Not knowing anything about leasing, I did a bunch of research, got quotes, leased myself a great car and left feeling like a self-sufficient goddess.
3 years later I took the same approach. I again did my research, got a few interest rates, negotiated one down and drove off the lot happy as a clam.
On the way home across the San Rafael bridge I pondered how surprisingly painless the car leasing and purchasing processes had been. Growing up, car buying was a horrible endeavour that consisted of my mother, siblings and I being forced to eat our mid-morning snack, lunch and sometimes dinner from the dealership vending machine while my father haggled over every fine detail until the salesman was so brow beaten that he’d give my father whatever he wanted as long as he promised to leave.
One particular time my father made the salesman so nuts that when we finally left in our new maroon Dodge Caravan 8 hours later, they announced over the loudspeaker, “HE’S LEAVING.”
There were a number of lessons I learned from my father, whether through watching him negotiate or hearing him spout thoughtful one-liners like, “Men are only interested in one thing” and “Why buy the cow when you can get the milk for free?” (He may not have actually said the last one but it was implied.)
The lesson: Fight. Fight because men are untrustworthy and always looking to screw you over.
I began to recall all the times I’d gazed suspiciously at men, wondering if they might harm me. I thought about my knack for keeping men in the “friends-zone” to prevent them from hurting my heart. I remembered all the times I subconsciously wrote all men off as selfish and inept, generalizing the entire gender.
I also realized how my “men are untrustworthy” motto has shifted since my divorce.
I no longer fret the way I used to about men’s motivations. I don’t worry they’re trying to con me, harm me, or get something from me. I also didn’t walk into that dealership, either time, ready to do battle. I looked at the sales guy not as someone to fight, but someone to work with to attain my goal.
All of these ah-has were coming so fast and furious I didn’t notice that the bridge traffic was slowing to a complete stop.
As it turns out, just 20 cars ahead a woman had flipped her vehicle that was now upside down blocking both lanes.
People got out of their cars and headed towards the accident. Someone called an ambulance. Another a tow truck. Once the woman was stable, people came back to their cars and it was then I noticed that all the drivers around me were male.

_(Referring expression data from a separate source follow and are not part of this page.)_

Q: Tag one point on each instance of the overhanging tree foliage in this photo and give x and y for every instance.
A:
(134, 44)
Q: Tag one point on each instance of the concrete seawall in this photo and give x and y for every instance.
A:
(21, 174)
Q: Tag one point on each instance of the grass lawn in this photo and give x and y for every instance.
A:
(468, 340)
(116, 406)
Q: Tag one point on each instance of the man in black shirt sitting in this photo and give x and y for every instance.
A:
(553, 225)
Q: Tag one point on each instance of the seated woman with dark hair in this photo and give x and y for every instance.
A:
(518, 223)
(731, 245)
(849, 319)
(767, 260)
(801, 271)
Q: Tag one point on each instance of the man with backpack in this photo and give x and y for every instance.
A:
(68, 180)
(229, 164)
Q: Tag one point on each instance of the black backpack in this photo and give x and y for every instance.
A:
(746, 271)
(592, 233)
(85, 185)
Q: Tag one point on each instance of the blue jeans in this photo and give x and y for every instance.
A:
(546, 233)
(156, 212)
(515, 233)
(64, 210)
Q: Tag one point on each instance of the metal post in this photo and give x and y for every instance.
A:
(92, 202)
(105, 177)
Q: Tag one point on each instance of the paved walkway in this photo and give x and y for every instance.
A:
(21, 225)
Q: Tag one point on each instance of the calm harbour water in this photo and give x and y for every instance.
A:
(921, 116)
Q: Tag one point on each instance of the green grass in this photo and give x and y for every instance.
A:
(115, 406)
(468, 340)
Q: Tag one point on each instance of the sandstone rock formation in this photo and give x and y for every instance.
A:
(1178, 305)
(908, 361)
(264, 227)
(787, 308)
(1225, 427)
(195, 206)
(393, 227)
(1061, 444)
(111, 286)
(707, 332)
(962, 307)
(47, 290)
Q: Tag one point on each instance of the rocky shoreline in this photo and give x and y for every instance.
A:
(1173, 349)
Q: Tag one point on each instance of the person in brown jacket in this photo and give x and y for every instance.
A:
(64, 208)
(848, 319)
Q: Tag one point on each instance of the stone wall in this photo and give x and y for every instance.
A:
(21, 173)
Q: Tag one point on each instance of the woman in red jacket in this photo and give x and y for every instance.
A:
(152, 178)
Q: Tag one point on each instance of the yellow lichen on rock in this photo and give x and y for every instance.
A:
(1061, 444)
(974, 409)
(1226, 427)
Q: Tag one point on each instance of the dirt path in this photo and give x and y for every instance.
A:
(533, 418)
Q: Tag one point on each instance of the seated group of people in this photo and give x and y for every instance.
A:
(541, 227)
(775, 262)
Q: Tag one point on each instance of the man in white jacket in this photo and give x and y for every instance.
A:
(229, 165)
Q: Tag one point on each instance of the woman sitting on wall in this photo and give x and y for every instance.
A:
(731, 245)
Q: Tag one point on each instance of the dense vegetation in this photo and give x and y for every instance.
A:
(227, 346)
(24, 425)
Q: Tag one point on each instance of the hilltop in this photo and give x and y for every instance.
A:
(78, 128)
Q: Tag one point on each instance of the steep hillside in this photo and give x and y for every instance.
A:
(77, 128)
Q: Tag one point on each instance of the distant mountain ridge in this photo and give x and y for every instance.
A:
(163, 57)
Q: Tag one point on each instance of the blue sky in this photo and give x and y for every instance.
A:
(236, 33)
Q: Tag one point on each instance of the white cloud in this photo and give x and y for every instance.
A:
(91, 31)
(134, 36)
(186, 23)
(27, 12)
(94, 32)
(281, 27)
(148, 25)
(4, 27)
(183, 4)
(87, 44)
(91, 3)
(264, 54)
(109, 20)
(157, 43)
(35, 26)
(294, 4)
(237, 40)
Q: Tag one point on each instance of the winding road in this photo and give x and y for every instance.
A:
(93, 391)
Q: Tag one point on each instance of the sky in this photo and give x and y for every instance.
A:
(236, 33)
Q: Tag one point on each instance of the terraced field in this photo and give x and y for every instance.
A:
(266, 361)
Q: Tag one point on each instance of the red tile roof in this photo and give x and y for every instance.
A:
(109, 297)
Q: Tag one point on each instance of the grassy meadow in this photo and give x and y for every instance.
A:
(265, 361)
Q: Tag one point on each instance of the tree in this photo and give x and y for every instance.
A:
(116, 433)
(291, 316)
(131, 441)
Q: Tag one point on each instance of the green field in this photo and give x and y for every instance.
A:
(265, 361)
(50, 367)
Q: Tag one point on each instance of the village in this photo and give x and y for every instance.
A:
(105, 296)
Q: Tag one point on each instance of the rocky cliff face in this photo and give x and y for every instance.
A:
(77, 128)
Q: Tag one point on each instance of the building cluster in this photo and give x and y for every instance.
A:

And so it was, while on a shaking bridge, suspended 100 feet above the bay, I got to practice my new realization and trust a group of male strangers. For the next hour I chatted with a friendly engineer who told me all about his love of martial arts and with a pack of soccer players who quickly opened their trunk to reveal a cooler full of watermelon that they offered to everyone around.
The vibe was convivial. Relaxed even. It was like people had made an unspoken agreement to forgo freaking out and instead get to know their fellow bridge buddies.
In years past I would have stayed in my car, or on my phone, simultaneously ignoring and eyeing these men. That day I chose to be part of their agreement, to be present in the moment and trust.
60 minutes later we were back in our cars, engines on, wheels in motion, heading towards our specific destination. Time began again and we were all sucked back into our own private worlds.
As my tires passed over the connector between bridge and solid road I took a big, deep breath of gratitude. (A theme I regularly work on personally and with my clients.) Gratitude for the ambulance that came quickly and took the injured woman to safety. Gratitude for the bridge not collapsing. Gratitude for the kindness and coolness of male strangers, and gratitude for the opportunity to be reminded again that common humanity does exist.
In a time when women around the world and at home are still being shown that men harm and take and violate, it’s easy to extend this reality to an untruth about all men. It’s easy to wall ourselves off and turn towards suspicion and mistrust. And when we do that, when we make isolation and protectionism our default, we cut ourselves off from our own humanity, from our own capacity for connection and miss the great opportunity we all have to come together, help, serve and know we are not alone.